Week 40 — Scrabble Lookup · From Zero to AI Hero

You can download the official Scrabble word list (TWL or SOWPODS) and you'll get a text file with about 270,000 entries, one per line. Validating a player's move means: is this word in there? The naive approach — read the file once, then search the list line by line for each move — works but is slow enough that the program feels slow. With ten cross-words to validate per turn, every move chews through millions of string comparisons.

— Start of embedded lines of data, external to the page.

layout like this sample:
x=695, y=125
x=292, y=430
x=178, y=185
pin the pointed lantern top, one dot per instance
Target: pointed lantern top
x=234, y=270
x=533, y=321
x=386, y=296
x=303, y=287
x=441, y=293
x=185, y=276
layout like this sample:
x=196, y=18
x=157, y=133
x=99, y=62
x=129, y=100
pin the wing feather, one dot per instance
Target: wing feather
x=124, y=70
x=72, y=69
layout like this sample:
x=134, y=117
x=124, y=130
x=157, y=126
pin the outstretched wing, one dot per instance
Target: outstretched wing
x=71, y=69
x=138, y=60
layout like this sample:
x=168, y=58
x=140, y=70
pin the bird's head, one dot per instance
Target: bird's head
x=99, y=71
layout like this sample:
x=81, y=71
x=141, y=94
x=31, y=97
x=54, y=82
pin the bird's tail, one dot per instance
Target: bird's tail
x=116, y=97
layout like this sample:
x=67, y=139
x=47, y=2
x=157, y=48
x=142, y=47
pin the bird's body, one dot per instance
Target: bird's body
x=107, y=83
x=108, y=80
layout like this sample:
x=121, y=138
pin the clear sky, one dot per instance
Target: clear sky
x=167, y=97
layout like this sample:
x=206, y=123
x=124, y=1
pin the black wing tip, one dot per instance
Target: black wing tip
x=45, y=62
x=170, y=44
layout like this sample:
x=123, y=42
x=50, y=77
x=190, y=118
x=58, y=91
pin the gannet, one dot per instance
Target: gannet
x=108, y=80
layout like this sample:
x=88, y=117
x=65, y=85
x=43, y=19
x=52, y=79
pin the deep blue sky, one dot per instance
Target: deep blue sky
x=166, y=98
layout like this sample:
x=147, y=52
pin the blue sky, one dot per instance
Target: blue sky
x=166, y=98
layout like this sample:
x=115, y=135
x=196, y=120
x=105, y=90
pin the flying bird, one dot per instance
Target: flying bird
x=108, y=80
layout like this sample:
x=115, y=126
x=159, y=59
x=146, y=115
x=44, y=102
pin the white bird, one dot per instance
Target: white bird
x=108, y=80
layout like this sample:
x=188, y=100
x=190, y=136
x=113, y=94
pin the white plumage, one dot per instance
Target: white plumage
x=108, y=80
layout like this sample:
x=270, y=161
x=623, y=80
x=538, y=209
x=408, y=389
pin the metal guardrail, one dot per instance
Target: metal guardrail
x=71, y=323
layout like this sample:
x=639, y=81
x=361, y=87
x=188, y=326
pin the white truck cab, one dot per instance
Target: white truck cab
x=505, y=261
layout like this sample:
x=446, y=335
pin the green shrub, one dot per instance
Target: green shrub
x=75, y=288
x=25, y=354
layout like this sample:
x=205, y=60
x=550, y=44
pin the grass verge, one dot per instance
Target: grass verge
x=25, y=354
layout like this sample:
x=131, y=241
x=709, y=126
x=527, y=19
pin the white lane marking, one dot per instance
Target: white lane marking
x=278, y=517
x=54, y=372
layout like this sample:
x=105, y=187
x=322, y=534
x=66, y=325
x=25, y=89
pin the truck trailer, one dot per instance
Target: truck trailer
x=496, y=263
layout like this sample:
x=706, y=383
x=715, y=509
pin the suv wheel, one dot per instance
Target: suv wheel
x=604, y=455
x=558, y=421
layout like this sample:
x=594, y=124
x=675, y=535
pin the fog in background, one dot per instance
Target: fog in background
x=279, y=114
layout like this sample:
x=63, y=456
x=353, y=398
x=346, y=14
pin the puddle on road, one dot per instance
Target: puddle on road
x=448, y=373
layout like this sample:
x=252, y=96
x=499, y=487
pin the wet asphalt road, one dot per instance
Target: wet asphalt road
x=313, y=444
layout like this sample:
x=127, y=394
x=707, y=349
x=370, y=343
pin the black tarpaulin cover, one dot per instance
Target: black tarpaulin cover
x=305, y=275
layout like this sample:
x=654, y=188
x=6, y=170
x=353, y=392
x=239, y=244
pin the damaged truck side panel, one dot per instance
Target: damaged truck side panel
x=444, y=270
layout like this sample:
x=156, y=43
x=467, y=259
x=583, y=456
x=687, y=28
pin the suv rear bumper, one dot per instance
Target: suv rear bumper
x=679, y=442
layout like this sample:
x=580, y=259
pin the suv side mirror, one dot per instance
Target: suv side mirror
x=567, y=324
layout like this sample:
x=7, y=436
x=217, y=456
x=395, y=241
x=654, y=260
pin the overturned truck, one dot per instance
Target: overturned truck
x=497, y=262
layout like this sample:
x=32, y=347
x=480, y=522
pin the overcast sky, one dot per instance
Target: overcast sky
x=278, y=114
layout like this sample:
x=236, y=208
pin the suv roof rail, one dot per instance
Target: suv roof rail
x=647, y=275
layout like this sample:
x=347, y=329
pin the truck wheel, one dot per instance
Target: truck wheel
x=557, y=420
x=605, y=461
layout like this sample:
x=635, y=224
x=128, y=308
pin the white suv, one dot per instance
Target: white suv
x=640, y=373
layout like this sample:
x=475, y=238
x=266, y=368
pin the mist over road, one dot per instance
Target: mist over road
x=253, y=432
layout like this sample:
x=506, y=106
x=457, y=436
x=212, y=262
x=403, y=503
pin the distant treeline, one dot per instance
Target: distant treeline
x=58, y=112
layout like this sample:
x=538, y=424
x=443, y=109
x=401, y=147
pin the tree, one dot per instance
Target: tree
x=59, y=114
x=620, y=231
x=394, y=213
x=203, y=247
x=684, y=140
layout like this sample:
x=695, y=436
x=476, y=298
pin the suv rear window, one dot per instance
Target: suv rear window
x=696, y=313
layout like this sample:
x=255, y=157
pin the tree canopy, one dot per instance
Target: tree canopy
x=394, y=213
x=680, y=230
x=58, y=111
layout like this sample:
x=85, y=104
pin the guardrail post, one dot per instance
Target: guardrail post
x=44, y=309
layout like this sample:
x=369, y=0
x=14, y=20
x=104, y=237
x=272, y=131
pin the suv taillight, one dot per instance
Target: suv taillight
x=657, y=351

Hash maps fix that. A hash table, built once at startup, lets you check membership in roughly constant time regardless of how many words there are. The whole "is this a word?" question becomes a single hash and a single string compare. This is exactly the problem hash maps were invented for, and it's why Week 31 felt important.

Loading the dictionary

Read the file once into a std::unordered_set<std::string>. That gives you O(1) average-case membership tests for the entire game.

class Dictionary {
public:
    explicit Dictionary(const std::string& path) {
        std::ifstream in(path);
        if (!in) throw std::runtime_error("can't open dictionary");
        std::string word;
        while (in >> word) {
            for (auto& c : word) c = std::toupper(c);
            words_.insert(word);
        }
    }

    bool is_word(const std::string& w) const {
        return words_.count(w) > 0;
    }

private:
    std::unordered_set<std::string> words_;
};

Cost of construction: about 120 ms on a modern laptop. Cost of is_word("HELLO"): a few hundred nanoseconds. You can call it a million times and not notice. That's the win.

The bigger question

"Is HELLO a word?" is the easy question. The hard question — the one a Scrabble AI needs answered — is: given these 7 tiles on my rack, what valid words can I spell?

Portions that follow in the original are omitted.